IMMUNOCHEMICAL STUDY OF ANTIGENIC SPECIFICITY IN DELAYED HYPERSENSITIVITY : II. DELAYED HYPERSENSITIVITY TO POLYTYROSINE-AZOBENZENEARSONATE AND ITS SUPPRESSION BY HAPTENS



Sidney Leskowitz Ph.D.1

1 From the Department of Bacteriology and Immunology, Harvard Medical School and the Medical Service, Massachusetts General Hospital, Boston

Delayed hypersensitivity in guinea pigs was produced by immunization. with a conjugate prepared by coupling diazotized arsanilic acid to polytyrosine. The resulting sensitivity could be demonstrated by skin test with conjugates prepared from a wide variety of tyrosine-containing proteins. Definite but smaller degrees of sensitivity could be induced with conjugates of proteins containing little or no tyrosine. The apparent absence of carrier-specificity is considered to be due to the narrowed range of immunologic response produced by immunization with polytyrosine-azobenzenearsonate.

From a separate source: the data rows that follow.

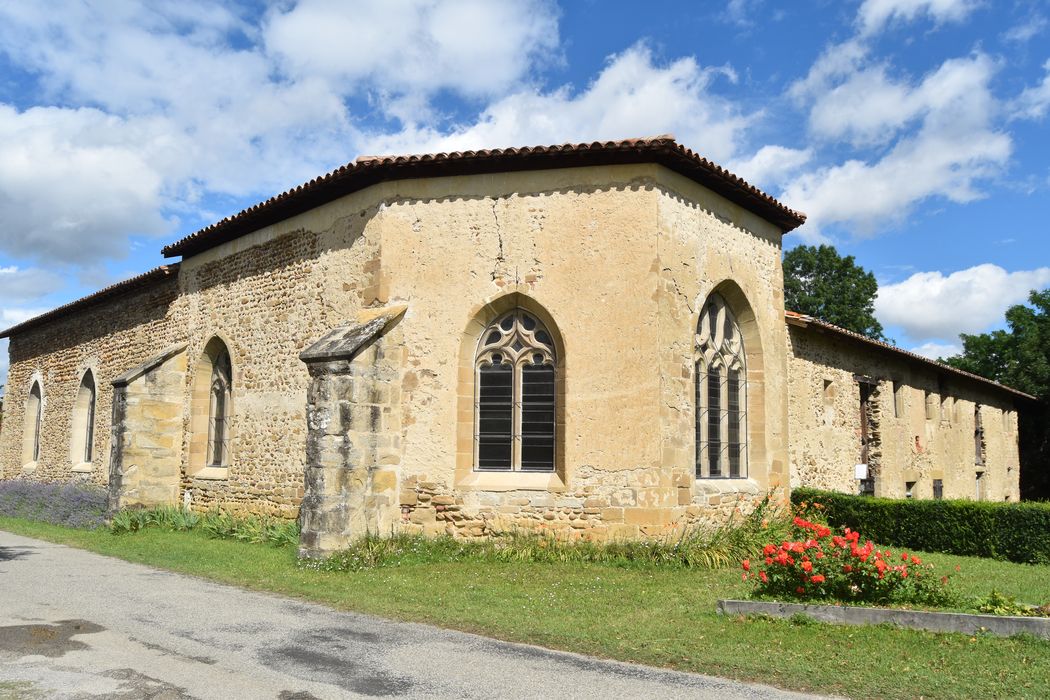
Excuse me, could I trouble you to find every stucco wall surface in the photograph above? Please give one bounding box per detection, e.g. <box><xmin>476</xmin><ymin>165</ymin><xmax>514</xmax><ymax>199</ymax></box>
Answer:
<box><xmin>788</xmin><ymin>326</ymin><xmax>1020</xmax><ymax>501</ymax></box>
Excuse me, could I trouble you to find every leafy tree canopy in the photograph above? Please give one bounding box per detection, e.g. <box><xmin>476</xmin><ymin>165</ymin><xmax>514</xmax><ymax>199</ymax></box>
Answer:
<box><xmin>943</xmin><ymin>290</ymin><xmax>1050</xmax><ymax>399</ymax></box>
<box><xmin>784</xmin><ymin>246</ymin><xmax>886</xmax><ymax>340</ymax></box>
<box><xmin>941</xmin><ymin>290</ymin><xmax>1050</xmax><ymax>500</ymax></box>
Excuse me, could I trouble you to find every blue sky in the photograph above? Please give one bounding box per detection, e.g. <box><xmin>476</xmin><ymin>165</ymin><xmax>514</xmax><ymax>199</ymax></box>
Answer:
<box><xmin>0</xmin><ymin>0</ymin><xmax>1050</xmax><ymax>383</ymax></box>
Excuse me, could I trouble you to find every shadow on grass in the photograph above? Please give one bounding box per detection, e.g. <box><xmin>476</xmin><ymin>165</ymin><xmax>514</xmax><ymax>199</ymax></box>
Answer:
<box><xmin>0</xmin><ymin>547</ymin><xmax>37</xmax><ymax>563</ymax></box>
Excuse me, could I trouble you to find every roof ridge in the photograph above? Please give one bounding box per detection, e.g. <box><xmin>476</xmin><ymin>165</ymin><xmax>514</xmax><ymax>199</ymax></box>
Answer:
<box><xmin>162</xmin><ymin>133</ymin><xmax>805</xmax><ymax>257</ymax></box>
<box><xmin>0</xmin><ymin>262</ymin><xmax>181</xmax><ymax>338</ymax></box>
<box><xmin>784</xmin><ymin>309</ymin><xmax>1038</xmax><ymax>401</ymax></box>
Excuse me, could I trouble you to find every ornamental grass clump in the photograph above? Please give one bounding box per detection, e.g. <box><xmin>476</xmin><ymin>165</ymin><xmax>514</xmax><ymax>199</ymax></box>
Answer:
<box><xmin>742</xmin><ymin>516</ymin><xmax>958</xmax><ymax>608</ymax></box>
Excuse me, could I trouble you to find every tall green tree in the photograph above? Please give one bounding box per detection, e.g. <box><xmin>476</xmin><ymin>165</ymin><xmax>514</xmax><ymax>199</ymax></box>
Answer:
<box><xmin>942</xmin><ymin>290</ymin><xmax>1050</xmax><ymax>499</ymax></box>
<box><xmin>784</xmin><ymin>246</ymin><xmax>885</xmax><ymax>340</ymax></box>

Injections of the hapten N-acetyltyrosine-azobenzenearsonate was found to suppress completely the delayed reaction attributable to the tyrosine-azobenzenearsonate group. The same hapten was only slightly effective in suppressing reactions in guinea pigs immunized with guinea pig serum albumin-azobenzenearsonate, suggesting that a broader range of specificities is involved with such antigens.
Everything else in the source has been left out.